Honourable mention in the 3rd Annual Geist Literal Literary Postcard Story Contest.
Maisie wears this long blond wig and shiny green polyester pantsuit that shows off her famous ass. I sit behind that birthday cake of hair thinking, I bet she’s slept with every guy in the car including my Frankie.
It was Maisie suggested her and I go along for the drive in Harry’s brand new ‘62 Chev. She’s up there in front between Harry and Doug. Frankie and Gus and me are here in the back. Everybody’s tryna make it sound funny, Frankie’s trial for fraud, him being out on bail.
Now we’re to the courthouse. “Didja see those detectives gunnin’ me off?” Maisie says, laughing, her eyes all bright and shiny as we slide into the courtroom benches. “I wonder if they recognized me,” she says.

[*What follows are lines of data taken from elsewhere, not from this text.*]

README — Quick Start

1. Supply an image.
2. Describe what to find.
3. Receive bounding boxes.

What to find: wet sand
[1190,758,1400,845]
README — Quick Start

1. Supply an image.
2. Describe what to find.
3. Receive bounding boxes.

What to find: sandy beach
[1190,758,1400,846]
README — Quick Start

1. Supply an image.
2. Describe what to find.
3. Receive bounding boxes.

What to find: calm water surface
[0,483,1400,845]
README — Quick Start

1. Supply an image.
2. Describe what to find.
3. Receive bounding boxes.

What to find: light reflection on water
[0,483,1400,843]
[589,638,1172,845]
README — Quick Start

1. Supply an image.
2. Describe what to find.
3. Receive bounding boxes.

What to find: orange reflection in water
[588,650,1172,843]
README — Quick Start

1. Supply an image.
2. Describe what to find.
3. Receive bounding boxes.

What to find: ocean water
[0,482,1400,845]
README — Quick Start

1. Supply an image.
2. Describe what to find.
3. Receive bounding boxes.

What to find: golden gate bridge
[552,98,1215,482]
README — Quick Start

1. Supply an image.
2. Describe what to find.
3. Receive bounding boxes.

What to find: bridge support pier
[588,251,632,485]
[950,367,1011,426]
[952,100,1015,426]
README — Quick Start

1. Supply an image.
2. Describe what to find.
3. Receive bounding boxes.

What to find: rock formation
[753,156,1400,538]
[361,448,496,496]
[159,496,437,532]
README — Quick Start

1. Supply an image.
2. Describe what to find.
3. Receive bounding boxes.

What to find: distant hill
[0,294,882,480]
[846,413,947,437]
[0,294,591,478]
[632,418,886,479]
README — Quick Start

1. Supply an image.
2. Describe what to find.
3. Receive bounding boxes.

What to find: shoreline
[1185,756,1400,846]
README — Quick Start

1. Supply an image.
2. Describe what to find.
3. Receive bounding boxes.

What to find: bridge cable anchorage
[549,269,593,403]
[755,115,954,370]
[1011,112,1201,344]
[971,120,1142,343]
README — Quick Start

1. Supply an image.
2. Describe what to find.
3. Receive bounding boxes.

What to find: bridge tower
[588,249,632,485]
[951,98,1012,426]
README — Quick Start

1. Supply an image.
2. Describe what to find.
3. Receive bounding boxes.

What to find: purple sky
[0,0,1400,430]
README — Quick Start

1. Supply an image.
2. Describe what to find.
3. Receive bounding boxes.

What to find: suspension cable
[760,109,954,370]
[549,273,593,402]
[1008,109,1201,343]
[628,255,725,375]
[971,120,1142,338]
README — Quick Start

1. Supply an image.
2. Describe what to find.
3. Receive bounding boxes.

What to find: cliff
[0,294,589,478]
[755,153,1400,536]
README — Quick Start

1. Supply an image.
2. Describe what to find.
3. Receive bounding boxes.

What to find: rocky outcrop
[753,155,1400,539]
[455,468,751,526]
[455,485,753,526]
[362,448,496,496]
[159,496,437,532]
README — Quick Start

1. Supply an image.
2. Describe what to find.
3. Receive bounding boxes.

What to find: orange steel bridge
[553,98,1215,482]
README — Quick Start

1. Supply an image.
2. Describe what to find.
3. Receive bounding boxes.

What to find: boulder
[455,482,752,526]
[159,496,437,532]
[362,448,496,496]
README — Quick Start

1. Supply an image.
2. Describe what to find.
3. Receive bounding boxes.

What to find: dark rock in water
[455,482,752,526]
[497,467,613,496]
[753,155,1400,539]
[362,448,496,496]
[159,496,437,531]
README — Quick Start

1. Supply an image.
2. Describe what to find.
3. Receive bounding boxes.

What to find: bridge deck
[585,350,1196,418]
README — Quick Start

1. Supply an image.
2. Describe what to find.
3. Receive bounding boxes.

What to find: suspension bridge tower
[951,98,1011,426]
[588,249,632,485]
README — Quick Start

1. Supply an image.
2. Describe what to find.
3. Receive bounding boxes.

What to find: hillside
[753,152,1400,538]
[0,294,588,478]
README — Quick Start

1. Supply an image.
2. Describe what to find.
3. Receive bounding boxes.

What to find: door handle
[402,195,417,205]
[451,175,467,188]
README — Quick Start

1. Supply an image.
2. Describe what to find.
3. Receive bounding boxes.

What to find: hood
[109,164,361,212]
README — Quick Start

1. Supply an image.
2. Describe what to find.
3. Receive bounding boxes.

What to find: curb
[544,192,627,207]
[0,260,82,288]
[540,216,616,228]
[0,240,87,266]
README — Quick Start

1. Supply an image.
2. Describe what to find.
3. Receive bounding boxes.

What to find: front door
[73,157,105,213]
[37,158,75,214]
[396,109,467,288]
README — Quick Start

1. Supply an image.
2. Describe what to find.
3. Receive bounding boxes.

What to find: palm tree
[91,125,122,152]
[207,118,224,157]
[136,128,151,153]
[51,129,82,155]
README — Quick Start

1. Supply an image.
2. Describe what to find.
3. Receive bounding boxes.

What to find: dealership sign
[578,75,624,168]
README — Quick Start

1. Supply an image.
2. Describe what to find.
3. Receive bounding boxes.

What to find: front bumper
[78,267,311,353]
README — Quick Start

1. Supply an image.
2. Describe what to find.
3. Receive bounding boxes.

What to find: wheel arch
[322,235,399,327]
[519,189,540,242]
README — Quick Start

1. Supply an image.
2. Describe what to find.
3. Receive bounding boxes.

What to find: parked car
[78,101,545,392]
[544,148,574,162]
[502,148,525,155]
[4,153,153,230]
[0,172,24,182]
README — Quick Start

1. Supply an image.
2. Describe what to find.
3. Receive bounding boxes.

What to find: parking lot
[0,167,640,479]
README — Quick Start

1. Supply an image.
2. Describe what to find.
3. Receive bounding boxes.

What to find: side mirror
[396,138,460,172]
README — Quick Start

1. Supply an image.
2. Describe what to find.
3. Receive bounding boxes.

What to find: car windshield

They probly did. She’s been picked up for shoplifting enough times; that’s where her snazzy wardrobe came from.
So court goes on all morning, Frankie sitting real quiet beside me. His raincoat is folded across his lap and a nothing look is folded across his face.
Finally they announce lunch break.
Harry says, “Going pretty good,” as we scrape our chairs up to the pub table. Lunch is beer, looks like.
Frankie says, “We’ll see.” His smile doesn’t go with those blue-blanket eyes a his.
So back in the courtroom. Things look like they’re going bad now. Frankie makes shifty moves in his seat and the rest of them sneak looks at each other, whispering. Frankie stands up, lays his coat on the bench, gives that lip stretch thing he does, says excuse me, walks past a lotta knees and up the aisle toward the restrooms. I don’t blame him—I have to pee myself. The trial keeps going.
Things are looking worse. Frankie’s place is still empty except for his coat. Finally the verdict. “Guilty!” Where is Frankie?
A holy ruckus starts up. Cops run over the place like ants on a kicked-down anthill. It’s a neat little trick he pulled leaving his coat there like that. Anyone’d think, “Of course he’s coming back; he left his coat.” He told me about pulling stuff like that working an airport scam or bus station. Soon as he had the mark’s money in his hand he’d say, “Wait here while I make a phone call—hold my newspaper.” The poor guy’d stand there thinking, “Nacherly he’s coming back; I got his paper.” Not clicking how stupid that was.
“Somebody musta seen him go!” one cop says. He’s raking his hair back and his eyes are shooting all over the place.
“I thought he was going to the can,” another one says.
They question us all but we don’t know any more than them. He never mentioned anything beforehand. They can’t hold us so we leave to go home and get drunk.
Now in the car nobody’s bothering tryna be funny. God knows when we’ll see Frankie again. I look out the window. The trees and poles go by real fast.